2 ay önce | Okunma Sayısı : 115
Netanyahu’nun Gazze’de barışı erteleme stratejisi
İsrail Başbakanı Binyamin Netanyahu, yaklaşık iki yıldır Gazze’de kalıcı bir ateşkes anlaşmasına varılmasını sistematik olarak engelliyor. 7 Ekim 2023’te Hamas’ın İsrail’e düzenlediği saldırının ardından başlayan savaş, sayısız ateşkes girişimine rağmen sona ermedi. Her defasında çözüm kapıya dayandığında, Netanyahu yeni şartlar öne sürerek süreci sabote etti.
Kasım 2023’teki anlaşmayla 110 İsrailli esir serbest bırakıldı. Ancak Netanyahu, anlaşmanın devamını reddederek geriye kalan esirlerin kurtarılmasını riske attı. Ardından, Mayıs 2024’te Hamas bir ateşkesi kabul etti; İsrail ise Refah’ı işgal etti. Eylül 2024’e gelindiğinde Netanyahu, Mısır sınırındaki Philadelphi Koridoru'nun kalıcı kontrolünü şart koşarak süreci çıkmaza soktu.
Esir ailelerinden yükselen öfke
İsrail halkı içinde de Netanyahu’ya yönelik tepki büyüyor. Geçtiğimiz hafta Hamaslı müzakereciler Doha’da ABD destekli yeni bir teklif üzerinde görüşürken, İsrail’in bu bölgeyi bombalaması, müzakereleri fiilen sabote etti. Saldırının hemen ardından, Gazze'de iki yıldır esir olan Matan Zangauker’in annesi Einav Zangauker, “Başbakan neden her ateşkes girişimini mahvediyor?” diyerek Netanyahu'ya sert tepki gösterdi.
Siyasi hesaplar barışın önüne geçiyor
Netanyahu'nun bu tutumunun ardında siyasi hesaplar yatıyor.
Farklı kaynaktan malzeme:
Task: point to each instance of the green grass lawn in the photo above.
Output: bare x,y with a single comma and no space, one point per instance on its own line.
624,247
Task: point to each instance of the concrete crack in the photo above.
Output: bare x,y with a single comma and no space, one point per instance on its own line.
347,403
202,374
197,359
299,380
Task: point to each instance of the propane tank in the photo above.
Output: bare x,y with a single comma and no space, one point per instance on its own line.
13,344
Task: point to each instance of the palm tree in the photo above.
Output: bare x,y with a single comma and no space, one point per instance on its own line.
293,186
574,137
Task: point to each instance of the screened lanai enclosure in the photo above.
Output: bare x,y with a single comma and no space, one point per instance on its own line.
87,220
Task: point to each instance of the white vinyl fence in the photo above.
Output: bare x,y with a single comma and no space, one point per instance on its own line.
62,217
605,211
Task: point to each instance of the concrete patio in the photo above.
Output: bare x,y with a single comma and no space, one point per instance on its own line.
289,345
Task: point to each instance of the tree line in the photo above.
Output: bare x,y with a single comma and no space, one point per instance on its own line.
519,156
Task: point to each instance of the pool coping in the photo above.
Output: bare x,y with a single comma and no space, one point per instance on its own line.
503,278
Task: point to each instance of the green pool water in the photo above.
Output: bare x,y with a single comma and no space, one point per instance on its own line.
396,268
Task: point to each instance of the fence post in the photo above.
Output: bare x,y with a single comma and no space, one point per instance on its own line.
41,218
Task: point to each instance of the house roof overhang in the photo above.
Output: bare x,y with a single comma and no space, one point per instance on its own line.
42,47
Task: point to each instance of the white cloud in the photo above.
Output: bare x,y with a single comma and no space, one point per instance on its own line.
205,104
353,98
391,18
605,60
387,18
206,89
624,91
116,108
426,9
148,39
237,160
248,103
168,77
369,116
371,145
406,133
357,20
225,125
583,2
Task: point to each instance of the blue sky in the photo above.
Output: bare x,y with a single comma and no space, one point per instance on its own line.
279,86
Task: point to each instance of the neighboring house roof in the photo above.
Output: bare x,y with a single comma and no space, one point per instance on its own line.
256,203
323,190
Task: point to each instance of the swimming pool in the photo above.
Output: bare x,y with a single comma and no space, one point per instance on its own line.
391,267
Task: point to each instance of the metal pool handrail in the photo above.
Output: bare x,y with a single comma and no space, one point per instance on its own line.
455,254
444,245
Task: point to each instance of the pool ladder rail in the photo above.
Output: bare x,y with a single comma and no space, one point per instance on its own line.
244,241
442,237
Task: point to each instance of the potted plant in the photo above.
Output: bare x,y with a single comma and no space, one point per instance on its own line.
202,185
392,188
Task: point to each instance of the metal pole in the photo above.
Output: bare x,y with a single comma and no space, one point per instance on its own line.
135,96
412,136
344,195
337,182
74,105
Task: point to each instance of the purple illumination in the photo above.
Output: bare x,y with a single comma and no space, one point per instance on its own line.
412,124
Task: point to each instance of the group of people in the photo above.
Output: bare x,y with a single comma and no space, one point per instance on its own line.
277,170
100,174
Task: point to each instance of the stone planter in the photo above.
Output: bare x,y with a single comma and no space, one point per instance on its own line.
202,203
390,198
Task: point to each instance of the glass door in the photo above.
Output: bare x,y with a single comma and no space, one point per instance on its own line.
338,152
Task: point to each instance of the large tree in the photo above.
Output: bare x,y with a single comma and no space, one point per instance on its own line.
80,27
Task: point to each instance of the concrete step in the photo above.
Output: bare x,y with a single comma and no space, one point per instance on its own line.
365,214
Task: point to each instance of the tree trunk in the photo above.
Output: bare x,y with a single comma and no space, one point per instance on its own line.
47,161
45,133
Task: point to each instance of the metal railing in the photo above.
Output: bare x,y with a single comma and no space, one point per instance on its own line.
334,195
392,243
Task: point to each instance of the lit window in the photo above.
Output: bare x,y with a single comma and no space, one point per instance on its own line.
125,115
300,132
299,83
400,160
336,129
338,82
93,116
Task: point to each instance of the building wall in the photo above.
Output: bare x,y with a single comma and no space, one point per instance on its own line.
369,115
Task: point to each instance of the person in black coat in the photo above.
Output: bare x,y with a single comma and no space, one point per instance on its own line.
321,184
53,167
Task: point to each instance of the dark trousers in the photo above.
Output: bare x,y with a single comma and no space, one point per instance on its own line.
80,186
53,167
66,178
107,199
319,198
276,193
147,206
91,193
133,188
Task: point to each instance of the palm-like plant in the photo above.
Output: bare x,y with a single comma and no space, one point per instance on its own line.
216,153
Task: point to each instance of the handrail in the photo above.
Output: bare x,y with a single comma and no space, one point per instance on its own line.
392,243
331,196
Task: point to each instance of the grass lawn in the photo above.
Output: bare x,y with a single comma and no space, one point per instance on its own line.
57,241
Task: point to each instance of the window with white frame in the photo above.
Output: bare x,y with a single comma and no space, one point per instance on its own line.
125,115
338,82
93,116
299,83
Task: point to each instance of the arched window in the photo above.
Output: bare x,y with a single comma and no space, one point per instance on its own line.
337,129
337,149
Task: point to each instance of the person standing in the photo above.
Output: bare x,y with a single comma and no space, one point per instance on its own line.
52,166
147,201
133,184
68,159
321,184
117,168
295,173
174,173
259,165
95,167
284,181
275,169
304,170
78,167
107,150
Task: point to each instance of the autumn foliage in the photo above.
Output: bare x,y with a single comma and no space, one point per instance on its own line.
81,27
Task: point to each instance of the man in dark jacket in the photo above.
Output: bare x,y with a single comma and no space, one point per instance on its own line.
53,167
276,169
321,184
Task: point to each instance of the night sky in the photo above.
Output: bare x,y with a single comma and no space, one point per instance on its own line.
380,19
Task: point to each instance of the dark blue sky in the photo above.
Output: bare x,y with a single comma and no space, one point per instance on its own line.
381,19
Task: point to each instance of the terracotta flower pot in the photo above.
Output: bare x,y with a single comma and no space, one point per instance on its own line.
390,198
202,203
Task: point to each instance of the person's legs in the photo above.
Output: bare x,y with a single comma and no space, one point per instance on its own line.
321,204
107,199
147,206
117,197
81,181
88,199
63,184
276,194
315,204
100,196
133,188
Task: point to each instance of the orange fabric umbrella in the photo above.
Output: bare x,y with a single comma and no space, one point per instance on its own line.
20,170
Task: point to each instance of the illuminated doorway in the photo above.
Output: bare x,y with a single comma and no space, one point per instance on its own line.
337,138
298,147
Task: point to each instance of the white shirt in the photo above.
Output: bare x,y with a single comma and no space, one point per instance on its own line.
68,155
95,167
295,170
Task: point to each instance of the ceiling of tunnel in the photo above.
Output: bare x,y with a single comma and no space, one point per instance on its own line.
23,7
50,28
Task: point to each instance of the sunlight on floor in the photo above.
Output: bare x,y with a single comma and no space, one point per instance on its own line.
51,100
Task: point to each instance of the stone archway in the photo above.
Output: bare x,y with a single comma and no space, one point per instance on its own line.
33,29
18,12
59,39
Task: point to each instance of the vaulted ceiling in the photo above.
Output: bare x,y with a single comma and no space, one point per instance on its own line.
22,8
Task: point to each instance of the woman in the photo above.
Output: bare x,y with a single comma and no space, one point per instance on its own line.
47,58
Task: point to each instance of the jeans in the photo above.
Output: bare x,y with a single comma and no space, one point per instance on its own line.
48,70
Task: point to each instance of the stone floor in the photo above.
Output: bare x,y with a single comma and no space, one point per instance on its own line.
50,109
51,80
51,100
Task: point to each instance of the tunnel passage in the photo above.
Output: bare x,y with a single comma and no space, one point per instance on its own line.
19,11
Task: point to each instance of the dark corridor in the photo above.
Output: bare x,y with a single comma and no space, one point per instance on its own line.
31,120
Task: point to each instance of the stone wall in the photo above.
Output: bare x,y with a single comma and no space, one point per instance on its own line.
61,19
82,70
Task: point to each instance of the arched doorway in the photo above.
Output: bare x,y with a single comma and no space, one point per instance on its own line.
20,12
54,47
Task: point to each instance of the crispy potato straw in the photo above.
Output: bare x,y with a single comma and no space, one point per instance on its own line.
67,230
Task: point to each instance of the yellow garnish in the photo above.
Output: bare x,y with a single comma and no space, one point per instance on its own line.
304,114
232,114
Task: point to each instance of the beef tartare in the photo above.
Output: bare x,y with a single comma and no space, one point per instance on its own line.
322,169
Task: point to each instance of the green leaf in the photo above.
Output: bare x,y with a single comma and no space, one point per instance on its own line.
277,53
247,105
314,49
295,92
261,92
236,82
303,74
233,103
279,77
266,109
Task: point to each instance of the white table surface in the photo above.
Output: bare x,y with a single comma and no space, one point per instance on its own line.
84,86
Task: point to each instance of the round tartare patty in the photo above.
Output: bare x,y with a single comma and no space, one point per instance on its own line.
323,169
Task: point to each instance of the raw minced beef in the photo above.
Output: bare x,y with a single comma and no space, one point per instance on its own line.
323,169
Yolsuzluk suçlamalarıyla karşı karşıya olan başbakan, iktidarda kalmanın kendi özgürlüğü için hayati önem taşıdığını biliyor. Koalisyonunu ise mesihçi aşırı sağcı partilere borçlu. Bu gruplar savaşın devamını istiyor ve Gazze’de etnik temizlik hedefliyor.
Netanyahu, bu aşırı sağ desteği kaybederse koalisyonu çöker. Bu nedenle, savaşın sona ermesi anlamına gelebilecek her anlaşmayı ya reddediyor ya da erteliyor. Aynı anda esir takası gibi insani beklentileri karşılamaya çalışıyor gibi görünerek hem iç hem de dış kamuoyunu oyalıyor.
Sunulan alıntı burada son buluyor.